The Embassy of Israel in Canada and Carleton University’s Centre for Holocaust Education and Scholarship (CHES) hosted a solemn event at Library and Archives Canada on Sept. 27 to honour the inauguration of Canada’s National Holocaust Monument.
The event brought together more than 300 survivors, their families, and distinguished guests from across the country.
“I always hope your children, your grandchildren, as well as mine, will draw from the experiences of survivors the inspiration to live life fully,” said child Holocaust survivor Robert Krell. “To value perseverance in face of great obstacles, and to never despair.

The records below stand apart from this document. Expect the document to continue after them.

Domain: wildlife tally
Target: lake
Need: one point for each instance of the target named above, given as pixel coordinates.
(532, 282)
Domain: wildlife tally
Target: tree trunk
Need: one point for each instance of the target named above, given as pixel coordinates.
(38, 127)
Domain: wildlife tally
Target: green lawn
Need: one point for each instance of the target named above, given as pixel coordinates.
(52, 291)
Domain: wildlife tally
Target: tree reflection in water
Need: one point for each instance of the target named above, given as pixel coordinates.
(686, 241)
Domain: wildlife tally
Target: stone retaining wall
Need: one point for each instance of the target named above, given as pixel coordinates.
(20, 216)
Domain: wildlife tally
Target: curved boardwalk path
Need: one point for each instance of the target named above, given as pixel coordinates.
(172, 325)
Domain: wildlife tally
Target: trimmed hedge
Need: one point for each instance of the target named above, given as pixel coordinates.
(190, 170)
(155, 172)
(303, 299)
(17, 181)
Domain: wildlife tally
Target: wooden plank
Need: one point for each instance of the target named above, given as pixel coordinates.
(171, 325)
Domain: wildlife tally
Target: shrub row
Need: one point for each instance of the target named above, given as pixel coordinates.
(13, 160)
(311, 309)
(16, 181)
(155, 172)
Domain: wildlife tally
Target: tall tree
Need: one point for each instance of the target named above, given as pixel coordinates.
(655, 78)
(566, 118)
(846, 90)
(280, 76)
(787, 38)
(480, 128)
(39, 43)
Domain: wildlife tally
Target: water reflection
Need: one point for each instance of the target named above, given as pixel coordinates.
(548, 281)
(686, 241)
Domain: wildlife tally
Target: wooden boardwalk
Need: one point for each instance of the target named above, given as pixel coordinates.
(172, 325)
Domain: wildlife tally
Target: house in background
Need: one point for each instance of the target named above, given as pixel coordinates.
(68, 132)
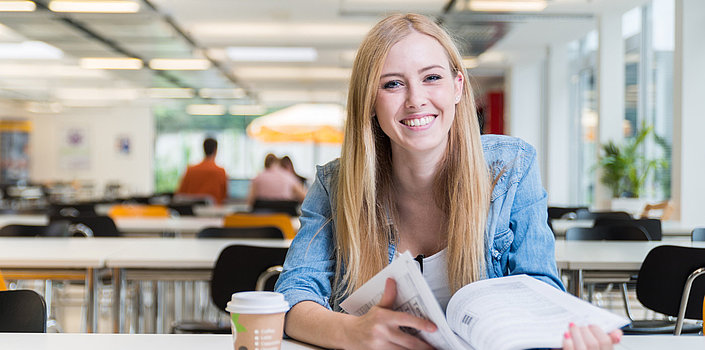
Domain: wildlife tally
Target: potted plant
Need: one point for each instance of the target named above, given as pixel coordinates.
(625, 170)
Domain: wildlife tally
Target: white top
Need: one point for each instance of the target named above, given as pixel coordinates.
(434, 272)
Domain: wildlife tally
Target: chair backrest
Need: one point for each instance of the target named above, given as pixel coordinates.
(270, 206)
(241, 232)
(238, 267)
(652, 226)
(607, 233)
(282, 221)
(22, 311)
(585, 214)
(561, 212)
(139, 210)
(101, 226)
(698, 234)
(662, 279)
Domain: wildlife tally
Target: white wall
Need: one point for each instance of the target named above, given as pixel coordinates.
(104, 126)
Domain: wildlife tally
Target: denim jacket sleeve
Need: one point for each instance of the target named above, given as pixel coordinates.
(518, 236)
(310, 262)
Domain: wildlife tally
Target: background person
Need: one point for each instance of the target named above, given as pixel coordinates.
(206, 178)
(416, 175)
(275, 183)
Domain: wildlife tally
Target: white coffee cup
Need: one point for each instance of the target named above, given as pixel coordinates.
(257, 320)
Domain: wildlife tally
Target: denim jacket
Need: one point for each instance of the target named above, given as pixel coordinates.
(517, 240)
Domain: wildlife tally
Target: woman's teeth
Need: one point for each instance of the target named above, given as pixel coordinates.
(417, 122)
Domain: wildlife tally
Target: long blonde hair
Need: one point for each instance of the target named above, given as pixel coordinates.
(364, 202)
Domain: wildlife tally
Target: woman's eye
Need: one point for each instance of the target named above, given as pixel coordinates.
(392, 84)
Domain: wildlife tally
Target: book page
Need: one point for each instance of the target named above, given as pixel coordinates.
(413, 296)
(520, 312)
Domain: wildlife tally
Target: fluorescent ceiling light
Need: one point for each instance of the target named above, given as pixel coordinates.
(272, 54)
(259, 30)
(110, 63)
(507, 5)
(222, 93)
(170, 93)
(29, 50)
(205, 109)
(247, 109)
(300, 73)
(97, 94)
(179, 64)
(17, 6)
(470, 62)
(107, 6)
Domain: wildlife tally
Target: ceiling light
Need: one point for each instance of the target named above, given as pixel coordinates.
(108, 6)
(110, 63)
(222, 93)
(170, 93)
(299, 73)
(29, 50)
(272, 54)
(247, 109)
(507, 5)
(470, 62)
(205, 109)
(17, 6)
(179, 64)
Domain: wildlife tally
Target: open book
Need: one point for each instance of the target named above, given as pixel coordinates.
(515, 312)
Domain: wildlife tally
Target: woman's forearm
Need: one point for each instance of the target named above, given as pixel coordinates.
(312, 323)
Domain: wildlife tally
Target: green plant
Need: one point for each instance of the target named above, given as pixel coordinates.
(625, 168)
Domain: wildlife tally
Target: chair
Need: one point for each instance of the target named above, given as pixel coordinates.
(241, 232)
(282, 221)
(698, 234)
(607, 233)
(22, 311)
(99, 226)
(238, 268)
(584, 214)
(668, 283)
(652, 226)
(270, 206)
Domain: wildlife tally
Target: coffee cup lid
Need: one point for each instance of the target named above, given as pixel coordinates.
(257, 303)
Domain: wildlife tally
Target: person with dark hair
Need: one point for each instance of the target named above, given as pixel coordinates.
(275, 183)
(206, 178)
(287, 164)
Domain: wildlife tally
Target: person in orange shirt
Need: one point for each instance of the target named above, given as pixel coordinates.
(206, 178)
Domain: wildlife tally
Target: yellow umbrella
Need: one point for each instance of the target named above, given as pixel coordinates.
(305, 122)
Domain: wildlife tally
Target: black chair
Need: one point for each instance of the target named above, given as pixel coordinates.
(668, 283)
(241, 232)
(563, 212)
(652, 226)
(607, 233)
(22, 311)
(269, 206)
(585, 214)
(99, 226)
(238, 268)
(698, 234)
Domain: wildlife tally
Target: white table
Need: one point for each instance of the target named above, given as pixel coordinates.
(669, 228)
(57, 259)
(610, 259)
(61, 341)
(22, 341)
(163, 259)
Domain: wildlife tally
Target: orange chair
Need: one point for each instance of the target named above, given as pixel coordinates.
(281, 221)
(143, 210)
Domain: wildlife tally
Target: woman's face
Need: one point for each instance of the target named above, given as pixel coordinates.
(417, 95)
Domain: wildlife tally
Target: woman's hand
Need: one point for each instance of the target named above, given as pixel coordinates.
(379, 327)
(589, 337)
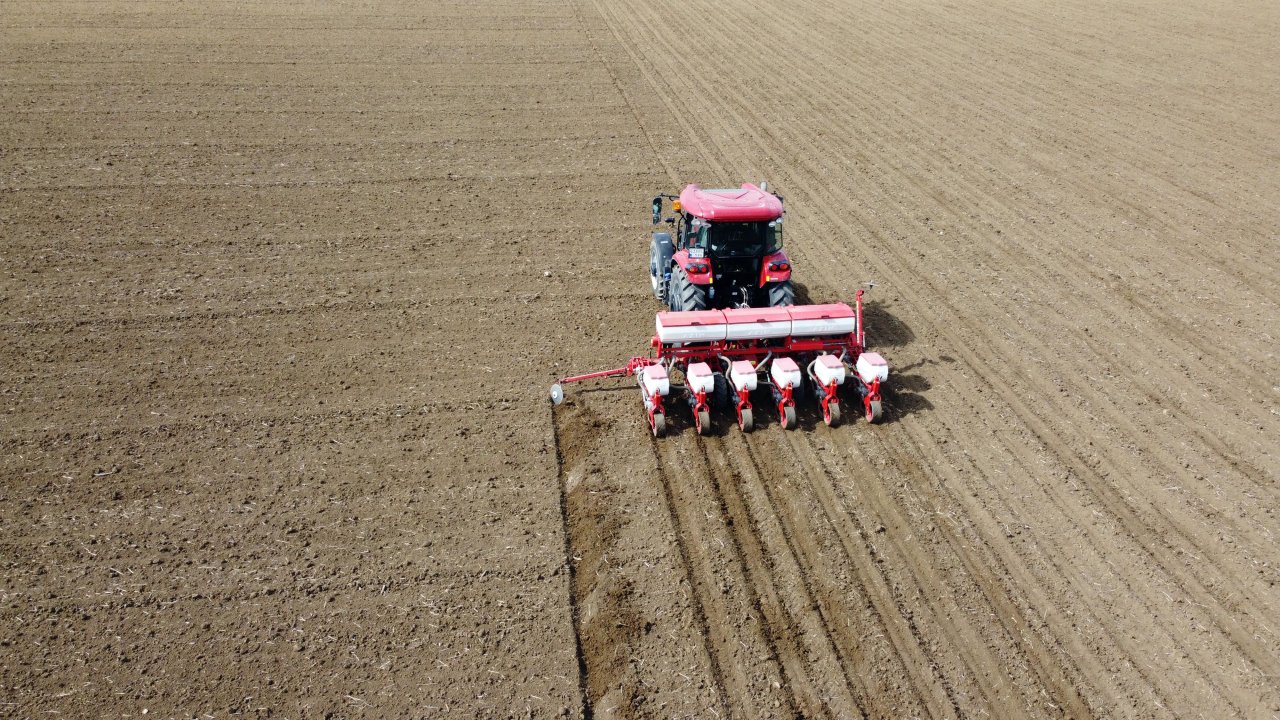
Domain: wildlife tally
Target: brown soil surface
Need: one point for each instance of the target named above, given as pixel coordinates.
(284, 283)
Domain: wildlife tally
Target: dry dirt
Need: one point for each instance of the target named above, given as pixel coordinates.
(283, 285)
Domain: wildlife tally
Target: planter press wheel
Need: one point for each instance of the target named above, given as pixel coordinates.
(874, 410)
(703, 419)
(659, 424)
(831, 414)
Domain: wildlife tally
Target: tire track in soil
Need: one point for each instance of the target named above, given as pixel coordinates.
(814, 671)
(1136, 529)
(901, 604)
(641, 651)
(859, 634)
(739, 616)
(977, 573)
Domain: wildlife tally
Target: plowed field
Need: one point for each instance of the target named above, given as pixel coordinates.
(284, 285)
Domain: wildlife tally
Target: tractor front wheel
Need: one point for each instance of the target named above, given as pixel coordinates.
(688, 296)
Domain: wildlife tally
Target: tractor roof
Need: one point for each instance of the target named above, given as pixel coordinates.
(745, 204)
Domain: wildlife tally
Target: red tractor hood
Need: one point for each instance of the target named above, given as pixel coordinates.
(746, 204)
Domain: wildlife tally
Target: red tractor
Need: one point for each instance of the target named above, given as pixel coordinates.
(726, 253)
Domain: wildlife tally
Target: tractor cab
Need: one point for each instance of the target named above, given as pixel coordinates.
(726, 253)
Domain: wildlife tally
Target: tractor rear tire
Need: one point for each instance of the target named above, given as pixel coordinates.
(689, 296)
(781, 295)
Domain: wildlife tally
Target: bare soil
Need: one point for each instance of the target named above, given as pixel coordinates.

Krell, a psychiatrist and founding president of the Vancouver Holocaust Education Centre, delivered the keynote speech “From Vision to Reality.” He called the inauguration a milestone for Canada and Jewish people around the world.
Daniel Friedman, the National Monument Council chair and rabbi at Beth Israel Synagogue in Edmonton, spoke about the importance of the monument, saying it is meant to remember the victims of the German Nazi genocide, to honour the contributions of the Jewish people to Canadian society, and to symbolize Canada’s commitment to stand at the forefront of eliminating racism, bigotry and anti-Semitism.
The largest and most complex new monument in Ottawa in more than 70 years, it was designed by architect Daniel Libeskind and the site was chosen at the intersection of the Wellington and Booth Streets in 2013. Shaped like a massive Star of David, the monument is designed to carry forward the legacy of the Holocaust.
“National Holocaust monuments are complicated,” said Friedman. “Because they need to fit in with the landscape and at the same time need to be jarring, to be in our faces, to remind us loud and clear of our obligations.”
To pass on memories of the tragedy is of the utmost importance to Holocaust education, said Krell, who talked in depth about his experiences during and after history’s darkest period, where an estimated 93 per cent of the children in Nazi-occupied countries were killed. As a three-year-old, he was kept safely hidden by Dutch Christians: “My hair was dark and curly in a family of blondes.”
Mina Cohn, director of CHES, premiered a screening of the centre’s efforts to preserve these histories. She played a half-hour film, a testimonial of Tova Clark, who was born in Germany in 1939, and two excerpts from Ottawa Survivors’ Testimonials. These films were created for educational purposes and Cohn reported that professors at Carleton, the University of Ottawa and public school boards have begun using them in their classrooms.
Housed within the Max and Tessie Zelikovitz Centre for Jewish Studies, CHES was founded in 2015 to promote a deeper understanding of the history and legacy of the Holocaust by offering year-round programming and educational opportunities. CHES also aims to create a more inclusive society by eliminating prejudice, bigotry and racism in all forms.
“It is easy for a Jew to fall victim to despair for our future is still uncertain,” concluded Krell. “But Jews are forbidden to despair, we are commanded to hope and to dream. And so are you.”